A chaque seconde, le Soleil (photographié ici en lumière ultraviolette) éjecte plusieurs tonnes de particules dans l'espace. NASA

A l'issue de son périple de 32 millions de kilomètres, la sonde Genesis va nous rapporter quelques grains de poussière solaire. De minuscules particules qui nous raconteront la genèse de notre astre et des neuf planètes qui l'entourent. Et ceci grâce à une technologie partiellement mise au point à l'université de Berne.

A l’Institut de physique de l’université de Berne, on travaille sur les vents solaires depuis les années soixante. Aux heures glorieuses du programme Apollo, les feuilles d’aluminium déployées par Neil Armstrong à la surface de la Lune devaient déjà quelque chose aux savants bernois.

«A l’époque, on n’avait pu récolter que des gaz rares comme l’hélium, l’argon et le néon, se souvient Peter Bochsler, doyen de la Faculté des sciences à Berne. Avec Genesis, nous comptons bien récolter des éléments plus lourds, soit potentiellement toute la table de Mendeleïev».

En effet, si de nombreux satellites ont déjà été dévolus à l’étude des vents solaires, Genesis (lancée mercredi de Cap Canaveral) sera la première sonde depuis les missions lunaires à rapporter les précieuses particules sur Terre.

A peine quelques grains de sable

A première vue, la moisson attendue peut sembler bien maigre. Une dizaine, voire une vingtaine de microgrammes de particules, tellement petites qu’elles seront invisibles à l’œil nu. Et qui, toutes mises ensemble, n’excèderaient pas la taille de quelques grains de sable.

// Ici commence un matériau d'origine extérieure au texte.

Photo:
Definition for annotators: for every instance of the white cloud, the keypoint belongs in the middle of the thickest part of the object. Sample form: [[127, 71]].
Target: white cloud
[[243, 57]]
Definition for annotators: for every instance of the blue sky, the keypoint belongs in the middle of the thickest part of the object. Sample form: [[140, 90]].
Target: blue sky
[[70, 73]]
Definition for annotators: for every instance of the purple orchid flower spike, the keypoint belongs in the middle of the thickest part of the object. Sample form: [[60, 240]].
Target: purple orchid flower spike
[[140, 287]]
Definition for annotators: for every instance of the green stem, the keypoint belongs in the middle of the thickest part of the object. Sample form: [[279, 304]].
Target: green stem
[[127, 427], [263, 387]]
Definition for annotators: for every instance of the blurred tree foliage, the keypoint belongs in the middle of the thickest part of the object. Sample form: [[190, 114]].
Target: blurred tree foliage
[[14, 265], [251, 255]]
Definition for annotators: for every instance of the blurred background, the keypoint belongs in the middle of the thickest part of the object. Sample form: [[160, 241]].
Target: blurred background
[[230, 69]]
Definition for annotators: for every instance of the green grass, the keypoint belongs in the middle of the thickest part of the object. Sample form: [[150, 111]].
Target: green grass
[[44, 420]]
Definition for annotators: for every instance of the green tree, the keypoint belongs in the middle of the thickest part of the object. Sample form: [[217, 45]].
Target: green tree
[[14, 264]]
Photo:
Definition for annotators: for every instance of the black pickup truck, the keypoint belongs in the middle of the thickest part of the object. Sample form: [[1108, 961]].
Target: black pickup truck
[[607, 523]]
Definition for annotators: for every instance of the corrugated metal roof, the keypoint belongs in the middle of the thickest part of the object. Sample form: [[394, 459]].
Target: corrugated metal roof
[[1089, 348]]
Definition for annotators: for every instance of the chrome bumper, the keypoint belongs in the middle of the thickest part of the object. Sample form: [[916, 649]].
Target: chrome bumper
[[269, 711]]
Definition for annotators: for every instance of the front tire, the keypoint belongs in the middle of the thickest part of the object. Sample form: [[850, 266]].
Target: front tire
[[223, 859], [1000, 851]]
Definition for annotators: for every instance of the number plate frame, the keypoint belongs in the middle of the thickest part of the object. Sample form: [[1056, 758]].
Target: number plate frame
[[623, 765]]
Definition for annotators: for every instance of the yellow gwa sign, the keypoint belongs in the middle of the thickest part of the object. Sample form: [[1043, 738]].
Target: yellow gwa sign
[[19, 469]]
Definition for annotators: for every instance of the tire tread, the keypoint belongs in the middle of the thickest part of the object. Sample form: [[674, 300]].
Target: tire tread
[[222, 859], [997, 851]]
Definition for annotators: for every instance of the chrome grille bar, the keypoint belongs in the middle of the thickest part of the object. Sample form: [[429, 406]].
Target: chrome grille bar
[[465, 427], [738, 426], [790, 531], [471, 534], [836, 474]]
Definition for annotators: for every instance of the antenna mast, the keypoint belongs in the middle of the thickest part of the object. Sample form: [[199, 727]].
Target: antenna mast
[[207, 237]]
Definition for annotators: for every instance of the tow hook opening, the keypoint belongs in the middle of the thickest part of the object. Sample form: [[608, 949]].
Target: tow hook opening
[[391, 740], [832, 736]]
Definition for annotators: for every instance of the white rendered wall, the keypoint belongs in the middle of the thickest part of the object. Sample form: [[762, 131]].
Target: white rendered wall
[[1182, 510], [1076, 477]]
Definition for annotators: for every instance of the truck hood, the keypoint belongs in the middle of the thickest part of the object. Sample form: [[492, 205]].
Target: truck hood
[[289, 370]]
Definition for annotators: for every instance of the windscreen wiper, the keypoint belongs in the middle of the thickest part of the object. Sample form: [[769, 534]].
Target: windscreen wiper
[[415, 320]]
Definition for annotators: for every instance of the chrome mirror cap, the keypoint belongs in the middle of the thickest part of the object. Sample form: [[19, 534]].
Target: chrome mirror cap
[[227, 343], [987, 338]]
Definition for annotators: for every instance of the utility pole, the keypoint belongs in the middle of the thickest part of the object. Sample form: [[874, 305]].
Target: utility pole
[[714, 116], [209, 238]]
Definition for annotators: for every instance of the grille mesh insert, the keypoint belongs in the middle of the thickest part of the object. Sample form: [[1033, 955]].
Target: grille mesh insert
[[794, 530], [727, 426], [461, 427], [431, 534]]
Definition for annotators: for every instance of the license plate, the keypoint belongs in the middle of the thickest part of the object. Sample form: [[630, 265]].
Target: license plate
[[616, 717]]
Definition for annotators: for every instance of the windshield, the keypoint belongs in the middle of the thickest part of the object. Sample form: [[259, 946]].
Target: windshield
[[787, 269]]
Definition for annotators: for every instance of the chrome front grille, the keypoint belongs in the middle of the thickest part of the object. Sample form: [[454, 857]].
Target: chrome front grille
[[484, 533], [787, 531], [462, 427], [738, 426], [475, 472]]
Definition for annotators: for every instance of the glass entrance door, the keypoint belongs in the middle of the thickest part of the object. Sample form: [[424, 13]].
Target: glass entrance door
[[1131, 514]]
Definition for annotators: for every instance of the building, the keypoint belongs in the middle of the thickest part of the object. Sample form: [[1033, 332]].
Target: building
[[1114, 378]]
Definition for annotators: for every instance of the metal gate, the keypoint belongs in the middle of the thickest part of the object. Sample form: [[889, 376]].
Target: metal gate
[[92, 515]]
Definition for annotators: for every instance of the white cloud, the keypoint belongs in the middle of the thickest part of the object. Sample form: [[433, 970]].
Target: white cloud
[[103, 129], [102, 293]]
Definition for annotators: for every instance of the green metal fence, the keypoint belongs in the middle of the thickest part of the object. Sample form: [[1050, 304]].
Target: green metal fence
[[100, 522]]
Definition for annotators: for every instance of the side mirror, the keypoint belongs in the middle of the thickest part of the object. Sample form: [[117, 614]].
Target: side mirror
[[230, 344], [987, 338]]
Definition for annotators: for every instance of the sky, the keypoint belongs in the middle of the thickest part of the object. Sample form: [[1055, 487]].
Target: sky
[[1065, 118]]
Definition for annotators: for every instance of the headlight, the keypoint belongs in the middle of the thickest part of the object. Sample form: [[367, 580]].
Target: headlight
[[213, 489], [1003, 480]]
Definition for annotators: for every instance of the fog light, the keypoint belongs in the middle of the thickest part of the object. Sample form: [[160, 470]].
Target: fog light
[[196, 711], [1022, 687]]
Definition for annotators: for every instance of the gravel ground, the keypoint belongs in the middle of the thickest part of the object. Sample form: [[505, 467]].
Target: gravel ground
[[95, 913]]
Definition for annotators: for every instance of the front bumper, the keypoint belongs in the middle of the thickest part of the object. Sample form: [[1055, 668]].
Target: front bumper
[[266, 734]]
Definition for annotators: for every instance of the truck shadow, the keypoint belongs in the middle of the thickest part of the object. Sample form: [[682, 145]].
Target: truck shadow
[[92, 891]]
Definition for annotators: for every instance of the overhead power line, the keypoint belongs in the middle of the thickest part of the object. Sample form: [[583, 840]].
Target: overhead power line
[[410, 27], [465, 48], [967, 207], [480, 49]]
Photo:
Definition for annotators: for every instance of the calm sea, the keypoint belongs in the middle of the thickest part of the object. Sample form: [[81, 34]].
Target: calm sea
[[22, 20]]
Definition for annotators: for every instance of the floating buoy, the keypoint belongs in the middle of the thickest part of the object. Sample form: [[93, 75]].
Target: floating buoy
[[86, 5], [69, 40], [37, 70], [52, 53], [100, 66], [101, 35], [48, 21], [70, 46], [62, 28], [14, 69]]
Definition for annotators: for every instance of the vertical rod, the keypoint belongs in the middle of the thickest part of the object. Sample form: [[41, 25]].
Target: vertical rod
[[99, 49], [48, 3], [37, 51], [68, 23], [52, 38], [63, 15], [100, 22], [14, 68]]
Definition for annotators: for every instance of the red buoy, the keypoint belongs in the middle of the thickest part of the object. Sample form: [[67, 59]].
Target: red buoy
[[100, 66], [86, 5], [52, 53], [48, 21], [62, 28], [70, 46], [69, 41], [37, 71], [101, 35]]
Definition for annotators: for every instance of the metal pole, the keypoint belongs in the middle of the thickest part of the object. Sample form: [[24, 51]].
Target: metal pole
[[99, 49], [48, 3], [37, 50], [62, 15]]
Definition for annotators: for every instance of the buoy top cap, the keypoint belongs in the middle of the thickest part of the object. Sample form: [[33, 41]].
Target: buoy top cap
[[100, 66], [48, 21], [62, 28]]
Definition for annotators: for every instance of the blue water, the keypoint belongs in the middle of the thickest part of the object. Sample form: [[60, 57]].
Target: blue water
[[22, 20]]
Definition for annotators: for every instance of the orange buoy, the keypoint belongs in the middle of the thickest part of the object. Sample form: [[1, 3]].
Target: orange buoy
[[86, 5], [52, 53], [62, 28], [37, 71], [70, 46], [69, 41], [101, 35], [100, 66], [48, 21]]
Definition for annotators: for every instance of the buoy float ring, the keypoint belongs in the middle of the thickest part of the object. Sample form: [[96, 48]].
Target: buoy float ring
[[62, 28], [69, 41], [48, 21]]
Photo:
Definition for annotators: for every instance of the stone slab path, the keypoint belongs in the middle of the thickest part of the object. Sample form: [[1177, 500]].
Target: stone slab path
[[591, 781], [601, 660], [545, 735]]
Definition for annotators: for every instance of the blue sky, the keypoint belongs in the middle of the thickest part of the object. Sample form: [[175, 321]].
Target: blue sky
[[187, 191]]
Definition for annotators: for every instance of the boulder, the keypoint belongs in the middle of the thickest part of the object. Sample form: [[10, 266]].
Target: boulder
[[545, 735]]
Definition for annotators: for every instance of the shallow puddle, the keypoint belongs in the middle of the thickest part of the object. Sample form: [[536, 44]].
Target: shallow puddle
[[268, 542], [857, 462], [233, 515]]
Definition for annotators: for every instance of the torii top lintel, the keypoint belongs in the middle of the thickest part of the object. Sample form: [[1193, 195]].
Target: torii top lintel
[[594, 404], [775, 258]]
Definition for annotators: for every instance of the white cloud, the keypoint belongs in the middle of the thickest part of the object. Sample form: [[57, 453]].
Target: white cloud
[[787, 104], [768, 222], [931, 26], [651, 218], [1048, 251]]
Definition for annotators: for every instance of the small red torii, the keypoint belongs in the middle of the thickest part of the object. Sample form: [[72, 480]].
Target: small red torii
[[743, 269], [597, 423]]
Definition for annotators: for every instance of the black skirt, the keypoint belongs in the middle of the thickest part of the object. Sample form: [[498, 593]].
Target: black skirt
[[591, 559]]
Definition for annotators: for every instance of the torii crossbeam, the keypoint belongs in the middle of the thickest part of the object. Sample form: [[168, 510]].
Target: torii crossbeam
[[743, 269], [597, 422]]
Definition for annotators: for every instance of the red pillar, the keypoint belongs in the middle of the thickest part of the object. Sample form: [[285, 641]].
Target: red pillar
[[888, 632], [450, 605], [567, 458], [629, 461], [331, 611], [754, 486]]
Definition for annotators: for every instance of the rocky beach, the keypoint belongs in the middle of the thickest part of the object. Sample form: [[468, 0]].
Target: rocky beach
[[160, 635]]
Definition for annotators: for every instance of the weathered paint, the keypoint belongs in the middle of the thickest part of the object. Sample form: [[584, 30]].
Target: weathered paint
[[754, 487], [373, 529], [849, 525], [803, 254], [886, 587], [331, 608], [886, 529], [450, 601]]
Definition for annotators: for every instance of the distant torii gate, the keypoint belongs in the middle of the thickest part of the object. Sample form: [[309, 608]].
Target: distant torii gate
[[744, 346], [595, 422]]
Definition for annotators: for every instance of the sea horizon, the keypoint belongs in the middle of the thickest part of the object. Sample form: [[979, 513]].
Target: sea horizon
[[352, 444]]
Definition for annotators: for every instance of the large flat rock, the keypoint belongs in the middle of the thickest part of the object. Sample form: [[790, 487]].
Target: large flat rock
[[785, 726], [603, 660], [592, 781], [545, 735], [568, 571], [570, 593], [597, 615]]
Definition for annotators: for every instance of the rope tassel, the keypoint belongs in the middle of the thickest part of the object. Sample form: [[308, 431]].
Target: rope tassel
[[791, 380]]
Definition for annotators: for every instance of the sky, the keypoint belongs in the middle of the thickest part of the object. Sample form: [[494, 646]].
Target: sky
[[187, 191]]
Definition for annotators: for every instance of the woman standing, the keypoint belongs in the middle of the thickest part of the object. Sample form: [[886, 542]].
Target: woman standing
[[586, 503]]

Mais, pour Peter Bochsler, c’est leur provenance qui en fera la valeur. «Nous avons toutes les raisons de croire que ces minuscules particules éjectées de l’atmosphère du soleil représentent, à quelques détails près, l’état de la matière à l’époque de la naissance du système solaire, il y a quelque 4,6 milliards d’années.» Et le savant bernois espère bien que son Institut sera associé à l’analyse des résultats une fois Genesis rentrée au bercail.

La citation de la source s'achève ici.